Fenomenin tanımını yapabilir misiniz?

Mesela bir “opinion leader”, hepsi fenomen değil.

 

10 bin kişiye mi hitap etmeli? Bin kişide olsa 100 kişi de olsa bir fenomen olabilir mi?

Bunlar tabii tartışmalı şeyler olabilir ama sizin söylediğiniz şu nokta önemli bir etki alanı, bir etki yaratma ama o etkide sadece algı ya da bir satışı arttırmak, sağlamak değil ya da salt algıyı oluşturmak değil ama kendi bağlamında mesela bir gazetecilik fenomeninden bahsediyorsak aslında Ahmet Hakan bir fenomen. Salt bir “opinion leader” değil, o etki alanını “enforce” eden bir tarafı var.

 

Fikir insanı kim? Fikir önderi bir siyasetçi mi, bir akademisyen fikir önderi olabilir mi? Ya da fikir önderi olmak yalnızca belli mesleklerin ya da çalışmaların mı?
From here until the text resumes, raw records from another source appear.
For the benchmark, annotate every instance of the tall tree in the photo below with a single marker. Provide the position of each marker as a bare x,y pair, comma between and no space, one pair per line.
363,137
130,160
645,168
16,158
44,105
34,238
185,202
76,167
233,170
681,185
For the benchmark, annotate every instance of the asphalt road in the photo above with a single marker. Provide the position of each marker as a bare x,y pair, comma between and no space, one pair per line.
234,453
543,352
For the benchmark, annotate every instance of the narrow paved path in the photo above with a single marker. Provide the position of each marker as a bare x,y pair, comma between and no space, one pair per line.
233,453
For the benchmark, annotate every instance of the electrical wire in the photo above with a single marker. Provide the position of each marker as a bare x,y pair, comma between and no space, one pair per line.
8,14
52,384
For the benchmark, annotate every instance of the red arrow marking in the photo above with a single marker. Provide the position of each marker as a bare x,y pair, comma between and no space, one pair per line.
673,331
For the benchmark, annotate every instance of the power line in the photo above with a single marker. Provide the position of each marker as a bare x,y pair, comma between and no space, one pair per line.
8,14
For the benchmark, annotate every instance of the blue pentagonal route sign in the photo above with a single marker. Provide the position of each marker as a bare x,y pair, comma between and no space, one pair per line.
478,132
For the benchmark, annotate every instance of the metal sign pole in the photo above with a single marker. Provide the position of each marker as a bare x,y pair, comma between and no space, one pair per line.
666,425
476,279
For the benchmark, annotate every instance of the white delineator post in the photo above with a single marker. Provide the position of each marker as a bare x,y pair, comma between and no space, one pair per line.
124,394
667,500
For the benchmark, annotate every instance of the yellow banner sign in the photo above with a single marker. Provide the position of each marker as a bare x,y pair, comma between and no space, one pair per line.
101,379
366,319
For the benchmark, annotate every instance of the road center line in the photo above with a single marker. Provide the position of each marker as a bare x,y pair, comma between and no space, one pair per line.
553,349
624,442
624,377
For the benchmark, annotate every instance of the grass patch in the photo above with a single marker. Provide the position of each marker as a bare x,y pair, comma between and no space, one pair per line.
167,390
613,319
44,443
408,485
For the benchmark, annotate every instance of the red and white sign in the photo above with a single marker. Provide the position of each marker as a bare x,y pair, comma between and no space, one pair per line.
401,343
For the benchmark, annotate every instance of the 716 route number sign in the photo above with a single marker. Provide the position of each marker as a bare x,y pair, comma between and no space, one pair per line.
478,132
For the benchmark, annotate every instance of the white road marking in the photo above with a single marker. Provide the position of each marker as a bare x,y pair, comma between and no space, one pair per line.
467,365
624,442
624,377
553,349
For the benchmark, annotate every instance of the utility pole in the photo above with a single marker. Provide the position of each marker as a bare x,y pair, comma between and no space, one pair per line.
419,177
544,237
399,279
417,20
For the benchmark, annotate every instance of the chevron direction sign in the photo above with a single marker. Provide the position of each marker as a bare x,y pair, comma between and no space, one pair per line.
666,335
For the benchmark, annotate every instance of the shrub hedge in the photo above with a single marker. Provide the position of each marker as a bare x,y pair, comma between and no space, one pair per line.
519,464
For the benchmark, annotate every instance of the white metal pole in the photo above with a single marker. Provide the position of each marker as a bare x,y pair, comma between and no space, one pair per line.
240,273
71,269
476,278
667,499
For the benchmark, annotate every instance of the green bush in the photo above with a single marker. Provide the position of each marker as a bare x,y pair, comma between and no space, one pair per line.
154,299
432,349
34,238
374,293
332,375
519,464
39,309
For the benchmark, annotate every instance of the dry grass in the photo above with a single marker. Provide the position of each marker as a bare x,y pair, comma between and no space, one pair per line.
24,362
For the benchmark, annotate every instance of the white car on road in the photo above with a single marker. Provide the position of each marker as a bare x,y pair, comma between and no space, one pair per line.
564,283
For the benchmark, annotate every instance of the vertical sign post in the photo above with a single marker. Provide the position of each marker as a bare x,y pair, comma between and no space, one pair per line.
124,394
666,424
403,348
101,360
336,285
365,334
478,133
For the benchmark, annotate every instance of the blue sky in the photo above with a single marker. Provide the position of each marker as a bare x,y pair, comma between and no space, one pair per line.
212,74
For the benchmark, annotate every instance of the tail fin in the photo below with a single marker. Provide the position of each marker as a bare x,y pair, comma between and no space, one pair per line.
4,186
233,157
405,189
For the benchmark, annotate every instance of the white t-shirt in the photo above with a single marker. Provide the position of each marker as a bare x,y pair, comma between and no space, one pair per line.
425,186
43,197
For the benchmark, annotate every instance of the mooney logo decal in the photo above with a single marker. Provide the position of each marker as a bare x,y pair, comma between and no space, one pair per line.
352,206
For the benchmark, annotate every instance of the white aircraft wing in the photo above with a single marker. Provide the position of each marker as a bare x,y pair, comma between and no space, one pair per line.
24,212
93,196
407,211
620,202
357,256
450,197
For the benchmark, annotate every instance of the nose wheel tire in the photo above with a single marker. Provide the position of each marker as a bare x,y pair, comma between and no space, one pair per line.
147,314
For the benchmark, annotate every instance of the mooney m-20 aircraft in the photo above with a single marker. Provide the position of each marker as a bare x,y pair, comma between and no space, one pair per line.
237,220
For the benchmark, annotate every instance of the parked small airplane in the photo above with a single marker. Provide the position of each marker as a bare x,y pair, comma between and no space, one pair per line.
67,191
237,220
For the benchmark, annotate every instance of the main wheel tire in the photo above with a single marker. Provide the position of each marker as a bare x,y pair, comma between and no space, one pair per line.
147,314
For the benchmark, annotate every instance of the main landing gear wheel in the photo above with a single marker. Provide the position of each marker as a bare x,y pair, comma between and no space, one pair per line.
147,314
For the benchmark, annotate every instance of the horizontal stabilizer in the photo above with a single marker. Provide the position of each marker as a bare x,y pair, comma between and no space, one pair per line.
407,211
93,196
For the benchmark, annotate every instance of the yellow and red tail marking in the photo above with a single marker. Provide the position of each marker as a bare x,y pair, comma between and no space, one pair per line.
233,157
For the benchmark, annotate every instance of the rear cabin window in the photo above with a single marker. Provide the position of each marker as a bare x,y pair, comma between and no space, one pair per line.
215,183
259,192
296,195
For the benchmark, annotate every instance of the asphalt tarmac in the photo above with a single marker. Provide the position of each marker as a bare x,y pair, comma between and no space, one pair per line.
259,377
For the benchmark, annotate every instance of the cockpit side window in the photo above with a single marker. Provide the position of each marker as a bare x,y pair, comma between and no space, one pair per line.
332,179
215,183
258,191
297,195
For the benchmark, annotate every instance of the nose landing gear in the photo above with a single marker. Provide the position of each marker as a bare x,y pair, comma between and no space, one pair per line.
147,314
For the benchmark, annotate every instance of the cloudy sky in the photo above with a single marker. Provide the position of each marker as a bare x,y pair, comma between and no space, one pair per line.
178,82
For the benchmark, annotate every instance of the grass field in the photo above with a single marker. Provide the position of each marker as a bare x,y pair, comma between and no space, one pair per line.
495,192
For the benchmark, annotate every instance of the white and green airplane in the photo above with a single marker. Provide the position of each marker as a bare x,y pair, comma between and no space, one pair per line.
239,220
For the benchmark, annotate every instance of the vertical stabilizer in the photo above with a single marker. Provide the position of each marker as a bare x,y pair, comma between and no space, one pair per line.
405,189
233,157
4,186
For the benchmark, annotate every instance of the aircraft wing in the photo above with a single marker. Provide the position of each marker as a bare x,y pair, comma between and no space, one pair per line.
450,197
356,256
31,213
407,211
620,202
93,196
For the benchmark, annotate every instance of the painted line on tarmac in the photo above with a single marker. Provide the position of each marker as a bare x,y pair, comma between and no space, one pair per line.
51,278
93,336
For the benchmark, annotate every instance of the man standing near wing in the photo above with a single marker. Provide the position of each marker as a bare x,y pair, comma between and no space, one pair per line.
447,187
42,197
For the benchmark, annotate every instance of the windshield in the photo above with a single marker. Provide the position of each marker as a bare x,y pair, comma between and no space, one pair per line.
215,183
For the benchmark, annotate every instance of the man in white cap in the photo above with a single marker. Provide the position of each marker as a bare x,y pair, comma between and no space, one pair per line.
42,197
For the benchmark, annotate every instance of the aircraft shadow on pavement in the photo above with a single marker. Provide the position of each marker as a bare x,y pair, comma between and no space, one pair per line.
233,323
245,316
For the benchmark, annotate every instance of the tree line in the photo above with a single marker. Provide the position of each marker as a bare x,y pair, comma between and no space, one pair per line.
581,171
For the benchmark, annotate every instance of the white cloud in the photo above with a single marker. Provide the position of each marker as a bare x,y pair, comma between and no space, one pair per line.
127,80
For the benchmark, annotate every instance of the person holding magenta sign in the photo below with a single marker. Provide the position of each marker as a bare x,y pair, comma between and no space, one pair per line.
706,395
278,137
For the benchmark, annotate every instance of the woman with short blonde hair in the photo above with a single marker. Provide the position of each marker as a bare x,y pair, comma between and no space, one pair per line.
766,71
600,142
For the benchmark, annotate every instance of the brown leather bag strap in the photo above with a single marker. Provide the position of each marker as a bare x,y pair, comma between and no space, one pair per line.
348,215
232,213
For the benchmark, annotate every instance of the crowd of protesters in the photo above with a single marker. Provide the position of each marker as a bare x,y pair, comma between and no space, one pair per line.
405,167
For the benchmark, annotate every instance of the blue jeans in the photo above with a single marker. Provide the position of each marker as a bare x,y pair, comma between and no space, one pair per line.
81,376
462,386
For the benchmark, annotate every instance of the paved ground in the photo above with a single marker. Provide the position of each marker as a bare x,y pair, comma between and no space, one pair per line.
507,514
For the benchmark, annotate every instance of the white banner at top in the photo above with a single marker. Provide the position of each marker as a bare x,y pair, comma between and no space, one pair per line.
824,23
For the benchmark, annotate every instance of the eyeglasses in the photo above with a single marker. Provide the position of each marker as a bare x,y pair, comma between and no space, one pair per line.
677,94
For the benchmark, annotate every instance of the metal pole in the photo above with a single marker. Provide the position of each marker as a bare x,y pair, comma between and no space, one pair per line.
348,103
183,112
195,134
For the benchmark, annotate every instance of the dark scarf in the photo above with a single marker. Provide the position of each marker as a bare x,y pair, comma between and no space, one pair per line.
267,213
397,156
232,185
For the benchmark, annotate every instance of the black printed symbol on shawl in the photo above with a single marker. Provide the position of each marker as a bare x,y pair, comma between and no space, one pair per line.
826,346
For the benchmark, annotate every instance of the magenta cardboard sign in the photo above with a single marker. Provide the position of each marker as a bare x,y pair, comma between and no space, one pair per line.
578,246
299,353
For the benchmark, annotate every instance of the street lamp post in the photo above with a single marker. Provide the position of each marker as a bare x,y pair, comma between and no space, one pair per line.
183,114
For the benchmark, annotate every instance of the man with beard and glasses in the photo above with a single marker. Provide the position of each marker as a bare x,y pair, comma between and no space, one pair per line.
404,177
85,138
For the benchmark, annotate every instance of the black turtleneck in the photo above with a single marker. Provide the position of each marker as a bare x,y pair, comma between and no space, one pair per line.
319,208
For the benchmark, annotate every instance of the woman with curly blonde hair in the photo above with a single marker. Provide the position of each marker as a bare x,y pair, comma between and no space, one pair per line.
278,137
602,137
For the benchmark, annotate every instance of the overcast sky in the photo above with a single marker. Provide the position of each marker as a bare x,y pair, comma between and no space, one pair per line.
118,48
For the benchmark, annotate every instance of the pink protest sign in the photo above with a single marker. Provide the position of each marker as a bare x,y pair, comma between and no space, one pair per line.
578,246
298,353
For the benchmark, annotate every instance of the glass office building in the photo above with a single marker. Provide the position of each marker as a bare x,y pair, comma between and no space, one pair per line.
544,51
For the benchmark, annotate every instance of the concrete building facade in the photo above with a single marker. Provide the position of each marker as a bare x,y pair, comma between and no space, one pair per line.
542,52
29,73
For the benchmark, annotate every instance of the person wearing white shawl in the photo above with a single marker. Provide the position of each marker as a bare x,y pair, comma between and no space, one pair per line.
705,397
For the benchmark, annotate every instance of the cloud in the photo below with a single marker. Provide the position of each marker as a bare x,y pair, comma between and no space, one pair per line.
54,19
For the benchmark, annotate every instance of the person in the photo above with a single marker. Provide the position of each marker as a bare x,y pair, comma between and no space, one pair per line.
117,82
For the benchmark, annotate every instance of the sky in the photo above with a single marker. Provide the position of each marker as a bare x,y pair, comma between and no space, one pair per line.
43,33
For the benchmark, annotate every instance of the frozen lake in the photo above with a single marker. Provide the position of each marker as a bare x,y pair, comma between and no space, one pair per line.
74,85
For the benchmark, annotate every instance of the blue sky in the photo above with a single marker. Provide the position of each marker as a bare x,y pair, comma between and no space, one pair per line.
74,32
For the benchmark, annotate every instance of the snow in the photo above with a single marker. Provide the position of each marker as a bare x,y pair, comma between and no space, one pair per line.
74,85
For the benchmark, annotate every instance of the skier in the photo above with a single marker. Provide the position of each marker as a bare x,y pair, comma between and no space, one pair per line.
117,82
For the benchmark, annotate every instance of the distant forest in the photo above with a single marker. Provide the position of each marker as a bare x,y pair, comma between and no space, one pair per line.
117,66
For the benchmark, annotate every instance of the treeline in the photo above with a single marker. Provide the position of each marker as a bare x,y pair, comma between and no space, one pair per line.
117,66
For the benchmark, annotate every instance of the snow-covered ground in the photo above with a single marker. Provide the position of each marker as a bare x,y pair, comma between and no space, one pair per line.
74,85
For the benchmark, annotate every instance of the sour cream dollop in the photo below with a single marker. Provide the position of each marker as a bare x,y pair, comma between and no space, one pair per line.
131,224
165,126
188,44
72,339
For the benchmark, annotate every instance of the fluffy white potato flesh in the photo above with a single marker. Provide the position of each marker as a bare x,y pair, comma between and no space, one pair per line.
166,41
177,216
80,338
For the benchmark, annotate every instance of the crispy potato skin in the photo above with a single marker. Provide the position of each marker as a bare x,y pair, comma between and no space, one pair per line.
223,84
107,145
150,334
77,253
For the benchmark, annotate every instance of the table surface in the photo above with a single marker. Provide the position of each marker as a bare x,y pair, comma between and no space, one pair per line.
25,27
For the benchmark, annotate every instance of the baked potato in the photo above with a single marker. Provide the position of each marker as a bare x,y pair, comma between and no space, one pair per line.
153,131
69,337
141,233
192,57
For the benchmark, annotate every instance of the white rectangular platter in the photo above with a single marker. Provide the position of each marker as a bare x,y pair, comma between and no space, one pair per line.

Bunlar düşündürücü sorular. Mesela fikir önderi kimdir. Siz sorarken hemen aklımdan böyle bir şeyler geçiyor ama bir örnek çıkartamıyorum mesela fikir önderi deyince. Benim kafamdaki tanımın gerçek hayatta sureti yok.

 

Yine bir gazeteci örneğinden gidelim. Christiane Amanpour sizce bir fikir lideri midir yoksa etki yaratan kişi midir? Geçmiş başkanlardan Obama, ya da mesela eşi. 

Herhalde bunların hepsi fikir önderi diyebiliriz ama etki alanları açısından düşündüğümüzde siyasi iktidarda olduğu için Barack Obama’nın o etki alanında yaptığı şey “enforce” etme gücü daha fazla olduğundan onu başka bir yere koymak lazım. Bir gazetecinin fikir önderi oluşu da başka bir kategori olarak düşünülmeli herhalde. Düşündürücü sorular.

 

Şöyle toparlamak istiyorum, çözüm nedir diye sormam doğru mudur, ne ön görüyorsunuz? Hem bir iletişimci hem bir antropolog olarak nasıl okuyorsunuz?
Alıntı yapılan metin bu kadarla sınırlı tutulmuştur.